Cette offre d'emploi n'est plus disponible
À propos
You could be just the right applicant for this job Read all associated information and make sure to apply.
The NOC Lead, reporting to the NOC Manager, will provide strategic and technical leadership to a team of Principal Engineers and Engineers. This role is accountable for ensuring the stability and functionality of applications, batch processes, network, and infrastructure components. The Lead will drive operational excellence by maintaining maximum availability (99.9%-99.99%), overseeing incident management, and ensuring timely resolution of escalations to meet or exceed established SLAs. Additionally, this position will guide the team in implementing best practices, fostering collaboration, and delivering continuous improvements across the NOC environment.
Job Overview
The NOC Lead, reporting to the NOC Manager, will provide strategic and technical leadership to a team of Principal Engineers and Engineers. This role is accountable for ensuring the stability and functionality of applications, batch processes, network, and infrastructure components. The Lead will drive operational excellence by maintaining maximum availability (99.9%-99.99%), overseeing incident management, and ensuring timely resolution of escalations to meet or exceed established SLAs. Additionally, this position will guide the team in implementing best practices, fostering collaboration, and delivering continuous improvements across the NOC environment.
The Network Operations Center (NOC), a key part of iCIMS Technical Operations, is dedicated to monitoring applications and infrastructure to deliver an exceptional customer experience. The team ensures optimal performance by validating availability, coordinating cross-functional event responses, and communicating any customer-impacting incidents. Additionally, the NOC analyzes key performance indicators (KPIs) to forecast future trends and provide initial recommendations to the engineering team.
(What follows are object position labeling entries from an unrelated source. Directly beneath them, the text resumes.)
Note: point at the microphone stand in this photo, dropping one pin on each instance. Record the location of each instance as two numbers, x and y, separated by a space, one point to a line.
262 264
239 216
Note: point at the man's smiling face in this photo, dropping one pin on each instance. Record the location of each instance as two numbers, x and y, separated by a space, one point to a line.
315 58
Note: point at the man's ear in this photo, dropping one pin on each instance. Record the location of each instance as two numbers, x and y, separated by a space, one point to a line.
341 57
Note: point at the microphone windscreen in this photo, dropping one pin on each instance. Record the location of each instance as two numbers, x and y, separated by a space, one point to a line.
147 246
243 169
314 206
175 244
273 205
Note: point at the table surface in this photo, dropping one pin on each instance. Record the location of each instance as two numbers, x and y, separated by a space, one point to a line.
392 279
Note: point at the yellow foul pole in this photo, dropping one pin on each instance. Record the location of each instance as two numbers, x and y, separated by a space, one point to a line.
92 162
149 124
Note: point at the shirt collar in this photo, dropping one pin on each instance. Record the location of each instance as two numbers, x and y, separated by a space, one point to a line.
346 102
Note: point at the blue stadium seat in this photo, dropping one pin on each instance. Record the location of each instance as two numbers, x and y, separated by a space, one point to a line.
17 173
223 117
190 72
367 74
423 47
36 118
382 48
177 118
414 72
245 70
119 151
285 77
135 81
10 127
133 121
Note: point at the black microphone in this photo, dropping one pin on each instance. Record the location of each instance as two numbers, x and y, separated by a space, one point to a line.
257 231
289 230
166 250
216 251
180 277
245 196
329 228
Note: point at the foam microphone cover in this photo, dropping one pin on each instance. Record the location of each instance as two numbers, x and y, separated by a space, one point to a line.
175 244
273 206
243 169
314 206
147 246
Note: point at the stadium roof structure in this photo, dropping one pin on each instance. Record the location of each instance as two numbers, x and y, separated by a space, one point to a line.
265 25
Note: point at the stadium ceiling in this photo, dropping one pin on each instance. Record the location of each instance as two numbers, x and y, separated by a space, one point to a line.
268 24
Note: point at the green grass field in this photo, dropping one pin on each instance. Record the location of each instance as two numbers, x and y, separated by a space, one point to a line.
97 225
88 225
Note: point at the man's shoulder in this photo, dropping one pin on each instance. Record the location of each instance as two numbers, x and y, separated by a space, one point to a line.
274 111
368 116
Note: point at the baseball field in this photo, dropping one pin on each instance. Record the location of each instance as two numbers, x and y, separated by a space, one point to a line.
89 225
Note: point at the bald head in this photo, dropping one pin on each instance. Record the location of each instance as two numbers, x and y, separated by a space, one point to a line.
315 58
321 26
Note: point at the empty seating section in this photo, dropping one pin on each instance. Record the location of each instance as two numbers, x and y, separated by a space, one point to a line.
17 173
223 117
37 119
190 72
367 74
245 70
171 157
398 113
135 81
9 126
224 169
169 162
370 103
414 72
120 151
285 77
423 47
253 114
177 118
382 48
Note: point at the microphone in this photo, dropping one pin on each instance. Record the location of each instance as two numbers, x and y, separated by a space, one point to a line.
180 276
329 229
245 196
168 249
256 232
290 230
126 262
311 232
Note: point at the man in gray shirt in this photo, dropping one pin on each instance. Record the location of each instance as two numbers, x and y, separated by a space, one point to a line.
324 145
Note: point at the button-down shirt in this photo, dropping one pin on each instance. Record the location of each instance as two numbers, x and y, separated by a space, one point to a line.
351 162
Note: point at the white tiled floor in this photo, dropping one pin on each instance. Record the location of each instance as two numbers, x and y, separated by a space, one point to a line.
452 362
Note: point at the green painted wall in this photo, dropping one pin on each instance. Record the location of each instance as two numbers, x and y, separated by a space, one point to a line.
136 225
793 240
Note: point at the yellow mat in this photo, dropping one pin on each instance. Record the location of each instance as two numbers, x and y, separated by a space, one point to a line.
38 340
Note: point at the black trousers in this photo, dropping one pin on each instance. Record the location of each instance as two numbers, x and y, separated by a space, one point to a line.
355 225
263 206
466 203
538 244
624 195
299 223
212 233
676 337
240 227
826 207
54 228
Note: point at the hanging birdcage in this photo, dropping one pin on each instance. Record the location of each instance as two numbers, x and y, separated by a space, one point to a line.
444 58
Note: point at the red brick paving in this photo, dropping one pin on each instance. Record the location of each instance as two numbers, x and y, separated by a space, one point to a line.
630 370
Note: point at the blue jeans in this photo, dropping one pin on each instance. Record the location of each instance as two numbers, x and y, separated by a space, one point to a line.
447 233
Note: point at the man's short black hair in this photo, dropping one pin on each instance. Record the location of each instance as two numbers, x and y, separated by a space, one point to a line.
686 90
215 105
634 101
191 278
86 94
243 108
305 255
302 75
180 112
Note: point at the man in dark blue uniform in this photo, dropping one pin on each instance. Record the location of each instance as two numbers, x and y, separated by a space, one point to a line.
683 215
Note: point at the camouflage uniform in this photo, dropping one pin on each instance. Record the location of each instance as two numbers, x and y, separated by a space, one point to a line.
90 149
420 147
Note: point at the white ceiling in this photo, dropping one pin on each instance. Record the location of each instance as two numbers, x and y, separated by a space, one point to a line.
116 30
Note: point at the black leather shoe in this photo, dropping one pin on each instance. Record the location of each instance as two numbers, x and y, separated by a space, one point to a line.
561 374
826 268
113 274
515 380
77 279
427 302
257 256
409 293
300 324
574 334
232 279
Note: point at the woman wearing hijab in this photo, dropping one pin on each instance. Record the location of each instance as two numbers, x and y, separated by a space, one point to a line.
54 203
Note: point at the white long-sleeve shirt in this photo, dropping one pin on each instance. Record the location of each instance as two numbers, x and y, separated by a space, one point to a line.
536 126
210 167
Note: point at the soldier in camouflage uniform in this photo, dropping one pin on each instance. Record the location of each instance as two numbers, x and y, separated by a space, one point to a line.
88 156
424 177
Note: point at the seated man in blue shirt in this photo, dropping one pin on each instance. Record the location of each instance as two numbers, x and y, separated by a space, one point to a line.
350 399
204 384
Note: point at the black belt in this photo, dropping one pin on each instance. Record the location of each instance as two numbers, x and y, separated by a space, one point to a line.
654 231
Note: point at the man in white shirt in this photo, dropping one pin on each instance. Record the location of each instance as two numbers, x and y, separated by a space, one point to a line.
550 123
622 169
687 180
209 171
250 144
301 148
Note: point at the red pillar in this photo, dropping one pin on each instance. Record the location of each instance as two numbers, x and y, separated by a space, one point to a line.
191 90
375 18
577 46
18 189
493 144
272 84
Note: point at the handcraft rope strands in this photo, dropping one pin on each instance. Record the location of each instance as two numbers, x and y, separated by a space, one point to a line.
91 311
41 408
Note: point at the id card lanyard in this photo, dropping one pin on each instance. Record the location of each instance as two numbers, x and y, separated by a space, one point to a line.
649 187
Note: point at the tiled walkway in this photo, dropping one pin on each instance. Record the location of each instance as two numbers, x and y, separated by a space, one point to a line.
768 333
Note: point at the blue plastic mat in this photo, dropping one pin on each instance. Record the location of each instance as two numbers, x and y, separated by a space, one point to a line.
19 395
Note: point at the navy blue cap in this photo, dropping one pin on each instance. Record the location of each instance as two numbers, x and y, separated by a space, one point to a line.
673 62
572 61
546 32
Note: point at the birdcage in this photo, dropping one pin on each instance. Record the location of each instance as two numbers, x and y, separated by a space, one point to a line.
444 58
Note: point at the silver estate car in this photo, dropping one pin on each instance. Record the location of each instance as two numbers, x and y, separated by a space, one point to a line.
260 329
The Lead, NOC reports to the NOC Manager, will be responsible for maintaining the functionality of applications, batch processes, network, and infrastructure components. This role ensures maximum availability (99.9%-99.99%) and drives timely resolution of incidents or technical escalations to meet established SLAs.
Responsibilities
Success Metrics
Ensure Production Stability: Monitor availability and performance across the entire production environment to maintain optimal operations. Off hours support as needed
Leverage Monitoring Tools: Track cloud resource utilization and performance metrics to identify trends and potential issues proactively.
Data-Driven Insights: Generate regular performance reports and recommend enhancements based on detailed analysis.
Incident Management Excellence: Lead the restoration of normal service operations swiftly, including assessment, research, escalation, communication, and resolution management.
Execute Production Changes: Implement necessary changes to support both internal and external customer needs.
Operational Support: Provide effective triage and resolution for operational support requests.
Documentation & Standards: Review and refine SOPs, policies, procedures, and system requirements to ensure accuracy and relevance.
Automation Development: Create and maintain automation scripts using Python and Java to streamline processes and reduce manual effort.
Infrastructure as Code (IaC): Apply IaC practices to improve deployment efficiency, consistency, and scalability.
Comprehensive Documentation: Prepare detailed electronic documentation, including SLAs, performance metrics, installation guides, and implementation guides.
Reduce Manual Work: Identify repetitive tasks and implement automation solutions to eliminate inefficiencies. xcfaprz
Performance Reviews: Participate in monthly metric reviews to support uptime goals of 99.9%-99.99%.
Drive Innovation: Demonstrate passion, initiative, and urgency in seeking innovative solutions and resolving issues effectively.
Qualifications
Technical Expertise
8+ years in administration and production support experience with on-call responsibilities
10+ years of strong Cloud provider experience and demonstrated knowledge
6 Years Leadership Experience
1 Certification in any Technical Area
Observability tooling experience
Preferred
Preferred Qualifications
Experience with AWS / AWS Certifications
Exposure to other cloud technologies like Azure and GCP
#J-18808-Ljbffr
Compétences linguistiques
- English
Avis aux utilisateurs
Cette offre a été publiée par l’un de nos partenaires. Vous pouvez consulter l’offre originale ici.